Multi-cloud computing is the new normal, and CISOs need to remember that as they determine how best to structure and maintain their cloud security strategy.
That’s according to a new checklist at CSO of the top things CISOs need to remember in the age of cloud computing.
Second on the list is the recognition that cloud security is often an “ambiguously shared” responsibility. “While Infrastructure-as-a-Service (IaaS) and Platform-as-a-Service (PaaS) cloud vendors are responsible for securing their cloud infrastructures,” the writer notes, “customers are responsible for protecting the applications, websites, environments, and services they run on those cloud environments. Things are a bit different for Software-as-a-Service (SaaS) and Applications-as-a-Service (AaaS) offerings, where the service provider retains the primary responsibility for the security of the software and applications they offer to their customers.”
Next is the somewhat vexing contention that private and public clouds are the same, but different when it comes to security. The vast majority of organizations access both private and public cloud resources through a hybrid cloud strategy, the writer explains, and “the challenge lies in creating security consistency between these environments.

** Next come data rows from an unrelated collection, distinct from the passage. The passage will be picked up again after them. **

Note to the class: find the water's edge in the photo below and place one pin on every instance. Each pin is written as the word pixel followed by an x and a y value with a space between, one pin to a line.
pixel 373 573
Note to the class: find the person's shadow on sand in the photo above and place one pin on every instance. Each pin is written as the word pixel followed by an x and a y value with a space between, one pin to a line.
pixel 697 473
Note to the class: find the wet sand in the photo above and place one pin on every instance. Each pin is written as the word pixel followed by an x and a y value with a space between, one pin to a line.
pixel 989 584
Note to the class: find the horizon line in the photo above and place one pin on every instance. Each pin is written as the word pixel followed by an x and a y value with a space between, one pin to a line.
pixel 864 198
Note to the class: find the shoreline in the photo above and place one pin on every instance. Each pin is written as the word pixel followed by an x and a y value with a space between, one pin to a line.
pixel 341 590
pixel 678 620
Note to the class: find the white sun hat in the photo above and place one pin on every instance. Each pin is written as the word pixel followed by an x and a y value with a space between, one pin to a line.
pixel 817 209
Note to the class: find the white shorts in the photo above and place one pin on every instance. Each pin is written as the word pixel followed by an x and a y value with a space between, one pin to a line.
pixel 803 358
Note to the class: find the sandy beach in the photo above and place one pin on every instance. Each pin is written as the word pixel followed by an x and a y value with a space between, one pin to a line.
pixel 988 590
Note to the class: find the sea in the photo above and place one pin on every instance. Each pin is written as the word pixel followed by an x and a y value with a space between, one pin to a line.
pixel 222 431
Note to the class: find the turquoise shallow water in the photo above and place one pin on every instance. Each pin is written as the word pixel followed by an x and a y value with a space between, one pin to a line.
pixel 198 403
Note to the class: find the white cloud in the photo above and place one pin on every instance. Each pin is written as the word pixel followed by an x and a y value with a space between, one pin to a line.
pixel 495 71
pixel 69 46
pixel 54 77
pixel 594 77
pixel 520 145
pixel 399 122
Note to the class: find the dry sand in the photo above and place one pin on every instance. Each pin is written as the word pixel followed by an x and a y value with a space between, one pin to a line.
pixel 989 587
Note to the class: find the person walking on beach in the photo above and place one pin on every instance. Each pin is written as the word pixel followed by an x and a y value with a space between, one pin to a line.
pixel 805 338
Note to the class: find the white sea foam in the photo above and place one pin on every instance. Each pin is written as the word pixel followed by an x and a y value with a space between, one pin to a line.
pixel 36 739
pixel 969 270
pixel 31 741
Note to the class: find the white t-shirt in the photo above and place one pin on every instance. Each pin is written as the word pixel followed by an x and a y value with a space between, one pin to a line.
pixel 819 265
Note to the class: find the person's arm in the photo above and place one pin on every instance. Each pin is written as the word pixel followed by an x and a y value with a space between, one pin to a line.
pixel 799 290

For example, security tools an organization uses internally may not be available as part of a cloud vendor’s security options, which adds another layer of complexity when trying to manage an extended security infrastructure.”
Ideally, the article contends, “end-users should be able to deploy, view, and orchestrate security for both their private and public cloud resources using a common set of tools and single pane of glass management.”
Beyond the top three considerations, CISOs should bear in mind that transparency and centralization are “essential” virtues; that, when it comes to cloud security, security vendor and cloud service provider relationships are critical; that managed security service providers (MSSP) are playing an increasingly important role, and that change is bound to be a constant.
After all, the writer notes, “agility is one of the main reasons customers choose cloud-based solutions. With agility, however, comes a state of constant change in terms of the services, applications, and resources they need.”
As a result, security solutions for multi-cloud environments need to be able to enable organizations to stay ahead of the changing threat landscape.